Comrade Seymour was adamant that Left Unity should remain a halfway house party - in contradiction to Jack Conrad, who wanted to equip it with a Marxist programme. Comrade Conrad felt that without this LU would sink into complete irrelevance, whereas Seymour saw LU’s reformist programme as ideal for attracting a section of the people who have followed Corbyn so far, but will need a new home when he is fought off by the right and Labour ‘disappears’.
He thought that Marxist politics was completely premature because there is no rank-and-file working class movement that could make it relevant in this period. I pointed out that his perspective just seemed to reflect a lot of familiar tropes in SWP politics instead of breaking from it - Marxists should be a minority in electoral fronts to attract reformist activists. It also seemed to mirror the old SWP theory of the “downturn”, which in the 1980s meant playing down rank-and-file trade union militancy, particularly in the miners’ strike, in favour of activism, especially of students. Comrade Seymour has given this a kind of fashionable pessimism - except its absurdity has been clearly exposed by the massive upsurge in enthusiasm driven by the Corbyn campaign. For his part, Jack Conrad said he had not been so optimistic in 30 years.
Europe
One of the two final sessions featured Aaron Bastani and others discussing post-capitalism and what form it could take. However, I chose instead to attend the parallel session on the euro zone. In this Alan Thornett of Socialist Resistance, as well as Uta Wegner, a speaker from Die Linke, talked about the prospects for the left in Europe.

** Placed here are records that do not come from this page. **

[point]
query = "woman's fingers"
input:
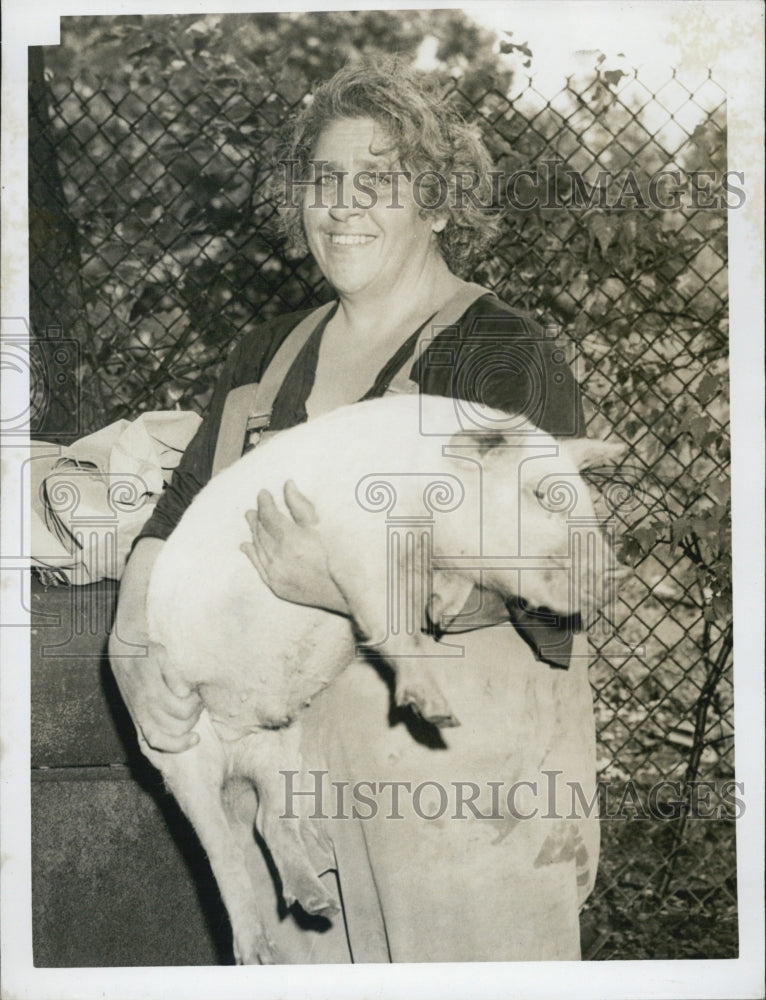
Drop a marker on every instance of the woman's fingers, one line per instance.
(252, 554)
(301, 508)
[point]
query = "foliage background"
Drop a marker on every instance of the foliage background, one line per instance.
(152, 141)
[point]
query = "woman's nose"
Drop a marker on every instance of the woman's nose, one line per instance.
(344, 205)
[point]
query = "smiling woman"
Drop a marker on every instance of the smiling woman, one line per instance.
(482, 884)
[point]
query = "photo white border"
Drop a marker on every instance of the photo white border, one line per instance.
(740, 50)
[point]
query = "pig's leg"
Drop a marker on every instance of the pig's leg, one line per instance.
(391, 615)
(262, 757)
(196, 777)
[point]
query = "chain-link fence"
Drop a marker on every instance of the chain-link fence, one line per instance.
(162, 178)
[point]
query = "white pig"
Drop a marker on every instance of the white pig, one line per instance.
(421, 496)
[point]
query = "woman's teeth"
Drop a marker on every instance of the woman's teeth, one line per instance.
(349, 241)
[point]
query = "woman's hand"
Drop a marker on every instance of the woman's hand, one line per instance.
(289, 553)
(163, 717)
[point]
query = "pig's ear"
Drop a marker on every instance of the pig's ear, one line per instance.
(587, 453)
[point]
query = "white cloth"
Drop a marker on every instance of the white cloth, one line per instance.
(90, 501)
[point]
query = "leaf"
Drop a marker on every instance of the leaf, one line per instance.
(708, 387)
(604, 227)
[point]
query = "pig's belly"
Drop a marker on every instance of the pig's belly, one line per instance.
(255, 658)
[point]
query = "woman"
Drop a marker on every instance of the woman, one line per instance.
(380, 166)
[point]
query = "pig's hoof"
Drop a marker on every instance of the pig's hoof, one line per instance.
(443, 721)
(435, 711)
(258, 952)
(321, 907)
(312, 896)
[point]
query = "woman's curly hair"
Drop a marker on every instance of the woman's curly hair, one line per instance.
(429, 137)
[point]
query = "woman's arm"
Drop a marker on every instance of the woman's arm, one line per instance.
(289, 554)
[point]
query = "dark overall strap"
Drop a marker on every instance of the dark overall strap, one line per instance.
(248, 407)
(447, 316)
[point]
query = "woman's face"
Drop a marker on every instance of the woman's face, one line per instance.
(367, 235)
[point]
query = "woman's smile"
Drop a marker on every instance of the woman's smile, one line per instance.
(370, 246)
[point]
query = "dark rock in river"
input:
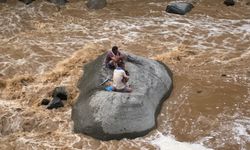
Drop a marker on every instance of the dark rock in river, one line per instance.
(60, 92)
(58, 2)
(45, 102)
(96, 4)
(115, 115)
(55, 103)
(179, 8)
(229, 2)
(27, 2)
(3, 1)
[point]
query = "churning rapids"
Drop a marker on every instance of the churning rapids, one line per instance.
(43, 46)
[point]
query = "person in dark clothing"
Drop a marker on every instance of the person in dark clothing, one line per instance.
(114, 58)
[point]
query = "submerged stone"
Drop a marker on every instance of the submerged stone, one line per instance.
(115, 115)
(179, 8)
(60, 92)
(96, 4)
(55, 103)
(229, 2)
(27, 1)
(58, 2)
(3, 1)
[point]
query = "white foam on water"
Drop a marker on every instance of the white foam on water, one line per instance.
(167, 142)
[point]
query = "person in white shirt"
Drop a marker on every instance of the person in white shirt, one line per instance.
(120, 79)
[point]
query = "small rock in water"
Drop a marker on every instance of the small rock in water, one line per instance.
(199, 91)
(58, 2)
(96, 4)
(45, 102)
(27, 2)
(179, 8)
(60, 92)
(223, 75)
(229, 2)
(55, 103)
(3, 1)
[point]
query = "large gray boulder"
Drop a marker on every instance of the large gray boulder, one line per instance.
(179, 8)
(115, 115)
(96, 4)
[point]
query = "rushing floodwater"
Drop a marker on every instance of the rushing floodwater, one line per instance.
(43, 46)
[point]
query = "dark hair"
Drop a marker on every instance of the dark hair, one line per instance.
(114, 48)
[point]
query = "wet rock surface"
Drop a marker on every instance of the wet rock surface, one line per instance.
(179, 8)
(26, 1)
(58, 2)
(229, 2)
(114, 115)
(96, 4)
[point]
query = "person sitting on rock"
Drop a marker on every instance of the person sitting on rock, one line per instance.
(120, 79)
(114, 58)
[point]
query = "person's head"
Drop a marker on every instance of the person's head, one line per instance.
(115, 49)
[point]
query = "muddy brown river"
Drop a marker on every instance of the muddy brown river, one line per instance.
(208, 50)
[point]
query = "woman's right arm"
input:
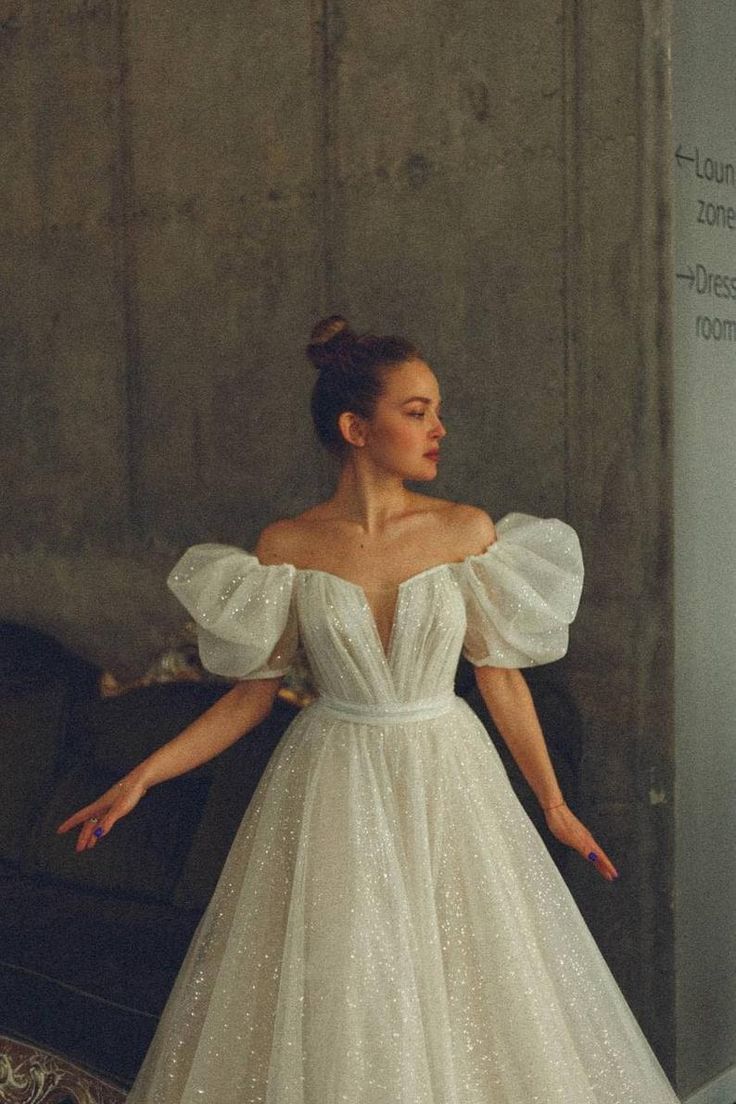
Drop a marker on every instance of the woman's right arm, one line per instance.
(245, 706)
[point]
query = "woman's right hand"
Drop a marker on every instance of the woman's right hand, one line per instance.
(97, 819)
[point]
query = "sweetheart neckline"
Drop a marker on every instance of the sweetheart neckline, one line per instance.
(386, 650)
(409, 579)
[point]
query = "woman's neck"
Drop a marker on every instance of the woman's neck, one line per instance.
(368, 497)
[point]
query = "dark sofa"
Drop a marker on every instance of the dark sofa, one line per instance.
(89, 944)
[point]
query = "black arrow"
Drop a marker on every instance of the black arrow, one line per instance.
(690, 275)
(682, 157)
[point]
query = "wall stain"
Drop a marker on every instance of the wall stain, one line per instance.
(418, 170)
(479, 99)
(91, 10)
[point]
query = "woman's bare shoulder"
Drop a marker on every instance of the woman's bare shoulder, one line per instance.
(283, 541)
(471, 528)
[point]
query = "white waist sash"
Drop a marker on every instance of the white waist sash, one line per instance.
(394, 712)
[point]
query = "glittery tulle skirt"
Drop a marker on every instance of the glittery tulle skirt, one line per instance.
(388, 929)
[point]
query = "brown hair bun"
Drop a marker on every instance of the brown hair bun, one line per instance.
(352, 371)
(330, 342)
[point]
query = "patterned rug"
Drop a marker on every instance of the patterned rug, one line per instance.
(29, 1075)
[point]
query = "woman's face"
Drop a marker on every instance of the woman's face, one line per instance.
(404, 433)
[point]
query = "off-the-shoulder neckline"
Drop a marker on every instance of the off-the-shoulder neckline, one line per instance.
(409, 579)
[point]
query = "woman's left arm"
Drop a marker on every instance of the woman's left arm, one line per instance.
(510, 703)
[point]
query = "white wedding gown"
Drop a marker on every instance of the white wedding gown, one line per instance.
(388, 927)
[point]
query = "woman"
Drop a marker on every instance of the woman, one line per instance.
(388, 927)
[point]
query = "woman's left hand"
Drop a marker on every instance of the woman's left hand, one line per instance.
(564, 826)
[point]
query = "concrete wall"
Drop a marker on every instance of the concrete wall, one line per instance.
(191, 189)
(704, 85)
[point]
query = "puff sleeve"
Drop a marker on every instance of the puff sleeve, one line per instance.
(522, 593)
(244, 611)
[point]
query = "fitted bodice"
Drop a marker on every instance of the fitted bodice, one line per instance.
(509, 606)
(344, 650)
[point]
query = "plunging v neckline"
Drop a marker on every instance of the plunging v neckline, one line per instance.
(386, 650)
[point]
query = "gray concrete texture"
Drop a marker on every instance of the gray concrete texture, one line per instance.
(188, 188)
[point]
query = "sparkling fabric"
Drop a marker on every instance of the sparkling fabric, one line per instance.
(388, 927)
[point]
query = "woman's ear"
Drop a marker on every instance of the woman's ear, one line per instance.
(352, 427)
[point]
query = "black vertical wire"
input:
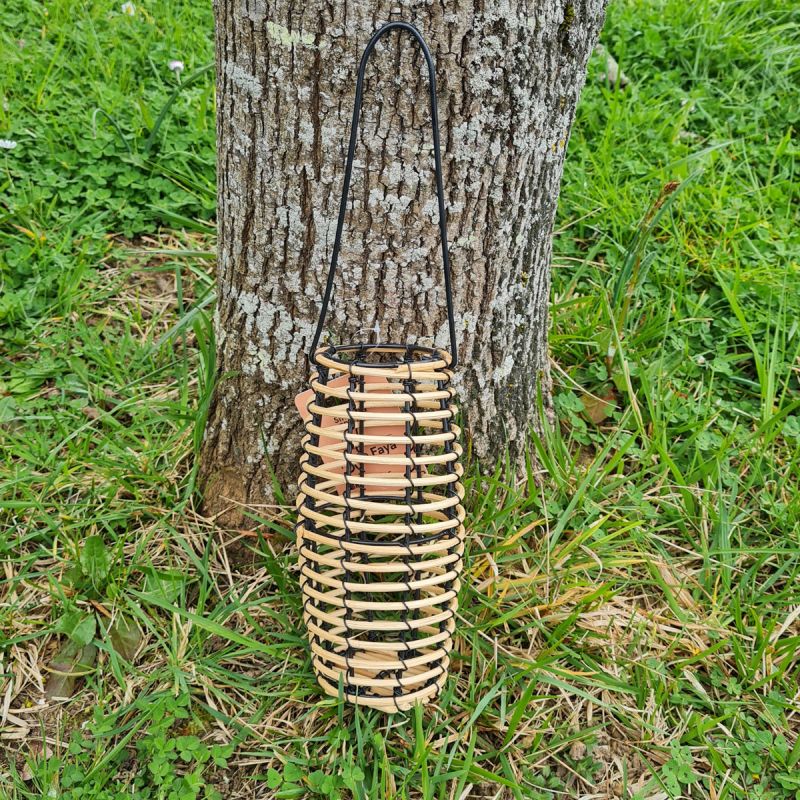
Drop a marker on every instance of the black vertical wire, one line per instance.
(348, 171)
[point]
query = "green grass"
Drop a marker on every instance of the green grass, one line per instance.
(630, 623)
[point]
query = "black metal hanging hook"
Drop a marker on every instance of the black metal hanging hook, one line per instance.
(390, 26)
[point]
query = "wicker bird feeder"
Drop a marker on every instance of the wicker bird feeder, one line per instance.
(380, 529)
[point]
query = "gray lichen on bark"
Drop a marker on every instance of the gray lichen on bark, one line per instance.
(509, 76)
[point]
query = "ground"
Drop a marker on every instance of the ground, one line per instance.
(629, 621)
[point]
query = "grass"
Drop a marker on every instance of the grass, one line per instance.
(629, 627)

Both were quite downbeat. Comrade Thornett identified the problem for Syriza resulting in its capitulation and implementation of austerity as being primarily based on its attachment to ‘left Europeanism’ - although he thought that the Thessaloniki programme Syriza had fought on was very radical despite this. Originally, he said, Syriza had put forward this programme on the principle of “not one sacrifice for the euro”. But this changed when in office, where it became clear that Alexis Tsipras and those around him could not actually accept the necessity of real confrontation with the European powers, particularly Germany.
He was criticised multiple times from the floor by one comrade, who thought a more realistic assessment was that Syriza “took power too soon” - it was really a case of old-fashioned opportunism. He said it was very unlikely that Syriza could have gained any meaningful concessions from Europe, even though the party had actually watered down its programme substantially in order to get into power. Syriza had not prepared Greeks for a real confrontation with its creditors, so the population had a lot of illusions, which were shattered by Syriza’s surrender.
Comrade Thornett disagreed with this not surprisingly, saying that it was necessary for left governments to take office to break the grip of neoliberal orthodoxy. For him there was obviously plenty of support for a real struggle in society - this was demonstrated by the very big ‘Oxi’ vote in the referendum. The problem was reducible to the Syriza leadership collapsing under pressure and so betraying the movement in practice. The alternative of seizing control of the banks and setting up some sort of autarkic state outside the euro zone was what comrade Thornett seemed to favour.
Overall the event was interesting enough and saw some good exchanges, including between comrades on the left who do not usually debate with each other, but the unfortunate timing of Red Futures - before students had arrived on campus - as well as the decision to go for parallel sessions and the hitches on the day, made it less effective than it could have been.